Latimer cogió un pequeño cofre con cierres de metal, y luego miró alrededor, como si hubiera olvidado qué pretendía hacer con él. Montoya miró impaciente su digital.
– ¿Dónde está Gilchrist? -dijo Dunworthy.
– Se fue por allí -contestó Mary, señalando la puerta al otro lado de la red-. Disertó sobre el lugar de Medieval en la historia, habló con Kivrin un momento, los técnicos hicieron algunas pruebas, y luego Gilchrist y Kivrin se fueron por esa puerta. Supongo que todavía estará ahí dentro con ella, preparándola.
– Preparándola -murmuró Dunworthy.
– James, ven y siéntate, y dime qué va mal -dijo ella, guardando la bufanda en su caja y metiéndolo todo en la bolsa-. Y dónde has estado. Esperaba que estuvieras aquí cuando llegué. Después de todo, Kivrin es tu alumna favorita.
– Estaba intentando localizar al decano de la Facultad de Historia -dijo Dunworthy, mirando a los monitores.
– ¿Basingame? Creí que estaba fuera en alguna parte, en vacaciones de Navidad.
– Lo está, y Gilchrist se las ha arreglado para que lo nombraran decano suplente durante su ausencia, con el fin de poder abrir la red de viajes en el tiempo a la Edad Media. Anuló la clasificación de diez y asignó calificaciones arbitrarias para cada siglo. ¿Sabes qué calificación le asignó al 1300? ¡Un seis! ¡Un seis! Si Basingame hubiese estado aquí jamás lo habría permitido. Pero el tipo está ilocalizable -miró esperanzado a Mary-. No sabes dónde se encuentra, ¿verdad?
– No. En alguna parte de Escocia, creo.
– En alguna parte de Escocia -repitió él amargamente-. Y mientras tanto, Gilchrist piensa enviar a Kivrin a un siglo que es claramente un diez, un siglo en el que se sufría escrófula y peste, y en el que quemaron a Juana de Arco.
Miró a Badri, que ahora hablaba al oído de la consola.
– Dijiste que Badri había hecho pruebas. ¿Cuáles fueron? ¿Una comprobación de coordenadas? ¿Una proyección de campo?

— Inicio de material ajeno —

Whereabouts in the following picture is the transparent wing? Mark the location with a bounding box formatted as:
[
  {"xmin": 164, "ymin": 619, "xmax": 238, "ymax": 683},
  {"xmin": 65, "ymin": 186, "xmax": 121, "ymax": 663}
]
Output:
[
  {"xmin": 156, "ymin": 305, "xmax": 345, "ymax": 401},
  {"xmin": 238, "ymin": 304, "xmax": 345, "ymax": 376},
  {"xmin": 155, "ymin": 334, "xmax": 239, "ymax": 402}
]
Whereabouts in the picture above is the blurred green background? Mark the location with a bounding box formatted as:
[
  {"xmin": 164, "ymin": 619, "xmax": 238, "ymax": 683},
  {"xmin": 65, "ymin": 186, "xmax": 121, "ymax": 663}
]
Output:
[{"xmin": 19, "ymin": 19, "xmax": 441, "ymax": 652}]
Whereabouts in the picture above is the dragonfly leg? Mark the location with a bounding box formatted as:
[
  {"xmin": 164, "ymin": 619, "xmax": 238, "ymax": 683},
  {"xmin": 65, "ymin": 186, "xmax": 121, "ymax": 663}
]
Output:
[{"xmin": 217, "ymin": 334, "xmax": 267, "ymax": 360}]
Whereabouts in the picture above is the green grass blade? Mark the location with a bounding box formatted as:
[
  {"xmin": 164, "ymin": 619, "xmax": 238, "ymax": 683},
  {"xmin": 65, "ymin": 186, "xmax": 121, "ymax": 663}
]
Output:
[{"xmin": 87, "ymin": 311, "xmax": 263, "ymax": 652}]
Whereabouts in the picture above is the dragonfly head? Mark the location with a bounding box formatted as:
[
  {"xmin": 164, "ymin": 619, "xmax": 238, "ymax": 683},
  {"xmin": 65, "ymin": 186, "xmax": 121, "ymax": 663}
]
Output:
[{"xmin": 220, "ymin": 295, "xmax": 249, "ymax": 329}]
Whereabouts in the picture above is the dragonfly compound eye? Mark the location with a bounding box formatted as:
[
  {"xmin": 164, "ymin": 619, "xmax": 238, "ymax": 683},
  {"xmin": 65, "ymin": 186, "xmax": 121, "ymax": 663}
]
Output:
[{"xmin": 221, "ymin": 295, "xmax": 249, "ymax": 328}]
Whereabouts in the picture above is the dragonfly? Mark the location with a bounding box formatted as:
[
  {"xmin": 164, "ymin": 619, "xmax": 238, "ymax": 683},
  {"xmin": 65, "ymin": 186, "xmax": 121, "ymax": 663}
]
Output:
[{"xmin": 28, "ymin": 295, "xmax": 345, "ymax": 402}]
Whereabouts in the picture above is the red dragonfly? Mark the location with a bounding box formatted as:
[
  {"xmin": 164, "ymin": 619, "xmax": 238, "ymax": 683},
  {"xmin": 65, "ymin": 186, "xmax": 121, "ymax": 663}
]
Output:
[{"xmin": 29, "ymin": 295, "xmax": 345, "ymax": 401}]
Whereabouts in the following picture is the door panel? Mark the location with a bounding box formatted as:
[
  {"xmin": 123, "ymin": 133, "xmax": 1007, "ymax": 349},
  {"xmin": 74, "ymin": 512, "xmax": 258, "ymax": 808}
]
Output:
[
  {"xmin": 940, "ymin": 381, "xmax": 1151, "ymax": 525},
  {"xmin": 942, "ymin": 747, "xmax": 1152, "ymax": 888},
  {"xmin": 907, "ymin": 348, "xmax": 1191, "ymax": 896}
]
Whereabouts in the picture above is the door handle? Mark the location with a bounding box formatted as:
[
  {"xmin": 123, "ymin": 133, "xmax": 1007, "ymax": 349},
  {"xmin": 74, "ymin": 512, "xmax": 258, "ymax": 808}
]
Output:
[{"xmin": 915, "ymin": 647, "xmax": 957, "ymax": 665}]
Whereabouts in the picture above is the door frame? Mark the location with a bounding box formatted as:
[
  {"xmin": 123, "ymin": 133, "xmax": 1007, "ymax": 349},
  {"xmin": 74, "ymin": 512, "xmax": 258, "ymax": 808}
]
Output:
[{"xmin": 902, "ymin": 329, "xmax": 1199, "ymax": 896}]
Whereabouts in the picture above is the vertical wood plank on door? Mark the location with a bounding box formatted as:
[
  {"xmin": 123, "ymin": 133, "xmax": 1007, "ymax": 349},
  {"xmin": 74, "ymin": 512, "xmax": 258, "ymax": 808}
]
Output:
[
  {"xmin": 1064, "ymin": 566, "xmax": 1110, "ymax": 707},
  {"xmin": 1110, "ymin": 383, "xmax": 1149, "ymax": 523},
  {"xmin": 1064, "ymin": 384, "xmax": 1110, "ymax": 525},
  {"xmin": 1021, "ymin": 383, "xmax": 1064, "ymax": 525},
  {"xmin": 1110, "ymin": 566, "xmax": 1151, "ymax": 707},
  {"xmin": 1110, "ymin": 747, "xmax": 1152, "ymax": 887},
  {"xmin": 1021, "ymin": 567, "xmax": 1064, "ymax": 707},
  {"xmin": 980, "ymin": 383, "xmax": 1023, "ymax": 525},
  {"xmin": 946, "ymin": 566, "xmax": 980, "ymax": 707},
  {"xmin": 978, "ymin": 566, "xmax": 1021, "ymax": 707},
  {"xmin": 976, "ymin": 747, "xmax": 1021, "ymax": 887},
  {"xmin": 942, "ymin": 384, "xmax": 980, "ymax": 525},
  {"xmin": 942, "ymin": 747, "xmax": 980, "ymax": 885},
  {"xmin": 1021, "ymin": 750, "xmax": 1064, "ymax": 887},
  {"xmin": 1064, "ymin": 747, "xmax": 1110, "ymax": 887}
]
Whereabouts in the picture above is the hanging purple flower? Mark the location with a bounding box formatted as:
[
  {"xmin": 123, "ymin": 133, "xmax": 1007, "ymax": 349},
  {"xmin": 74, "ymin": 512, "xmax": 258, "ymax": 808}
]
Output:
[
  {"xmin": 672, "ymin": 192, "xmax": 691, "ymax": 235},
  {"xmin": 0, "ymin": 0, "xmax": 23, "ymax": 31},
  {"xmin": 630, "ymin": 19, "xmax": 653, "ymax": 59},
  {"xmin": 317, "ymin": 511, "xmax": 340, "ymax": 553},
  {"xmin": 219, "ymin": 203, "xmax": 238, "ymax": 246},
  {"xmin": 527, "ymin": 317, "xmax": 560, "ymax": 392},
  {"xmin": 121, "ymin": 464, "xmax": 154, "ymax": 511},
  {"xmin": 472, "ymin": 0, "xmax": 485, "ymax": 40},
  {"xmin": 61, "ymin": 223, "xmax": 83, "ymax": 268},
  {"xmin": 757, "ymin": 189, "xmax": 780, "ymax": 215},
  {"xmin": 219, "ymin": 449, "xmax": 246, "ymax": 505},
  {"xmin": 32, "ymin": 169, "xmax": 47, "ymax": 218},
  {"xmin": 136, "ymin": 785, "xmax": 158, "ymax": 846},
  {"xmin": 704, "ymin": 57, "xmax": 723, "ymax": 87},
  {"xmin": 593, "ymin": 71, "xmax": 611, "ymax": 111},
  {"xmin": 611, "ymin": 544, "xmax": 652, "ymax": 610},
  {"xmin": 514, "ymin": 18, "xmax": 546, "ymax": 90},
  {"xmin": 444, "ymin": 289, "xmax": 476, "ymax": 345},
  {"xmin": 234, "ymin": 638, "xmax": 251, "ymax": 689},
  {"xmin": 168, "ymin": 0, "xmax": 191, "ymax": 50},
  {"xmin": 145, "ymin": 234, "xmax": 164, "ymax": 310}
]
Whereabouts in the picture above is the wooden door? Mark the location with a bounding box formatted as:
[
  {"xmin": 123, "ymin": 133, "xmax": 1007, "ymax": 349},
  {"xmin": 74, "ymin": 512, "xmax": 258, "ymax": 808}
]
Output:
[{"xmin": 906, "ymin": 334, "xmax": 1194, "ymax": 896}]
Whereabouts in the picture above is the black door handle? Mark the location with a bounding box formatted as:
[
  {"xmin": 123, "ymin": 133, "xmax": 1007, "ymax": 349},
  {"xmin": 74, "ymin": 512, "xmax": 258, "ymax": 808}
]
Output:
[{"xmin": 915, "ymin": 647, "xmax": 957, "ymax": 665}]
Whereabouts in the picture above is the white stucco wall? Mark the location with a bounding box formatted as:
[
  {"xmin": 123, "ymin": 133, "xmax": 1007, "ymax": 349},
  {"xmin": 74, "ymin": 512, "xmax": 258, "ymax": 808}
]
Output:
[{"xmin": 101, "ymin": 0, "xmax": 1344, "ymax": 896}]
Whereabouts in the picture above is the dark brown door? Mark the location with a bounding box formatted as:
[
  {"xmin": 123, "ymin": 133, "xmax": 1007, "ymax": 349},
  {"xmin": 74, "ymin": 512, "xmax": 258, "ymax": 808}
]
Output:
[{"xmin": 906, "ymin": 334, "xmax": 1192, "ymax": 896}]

– No lo sé -ella señaló vagamente a las pantallas, con sus matrices y columnas de cifras en cambio constante-. Sólo soy doctora, no técnico. Me pareció reconocer al técnico. Es de Balliol, ¿no?
Dunworthy asintió.
– El mejor técnico que tiene Balliol -dijo, observando a Badri, que pulsaba las teclas de la consola una a una y observaba atentamente las lecturas cambiantes-. Todos los técnicos del New College estaban de vacaciones. Gilchrist pensaba usar un aprendiz de primero que nunca había dirigido un lanzamiento tripulado. ¡Un aprendiz de primero para un remoto! Lo convencí para que empleara a Badri. Si no puedo impedir este lanzamiento, al menos que lo dirija un técnico competente.
Badri miró la pantalla con el ceño fruncido, sacó un medidor de su bolsillo y se dirigió a la carreta.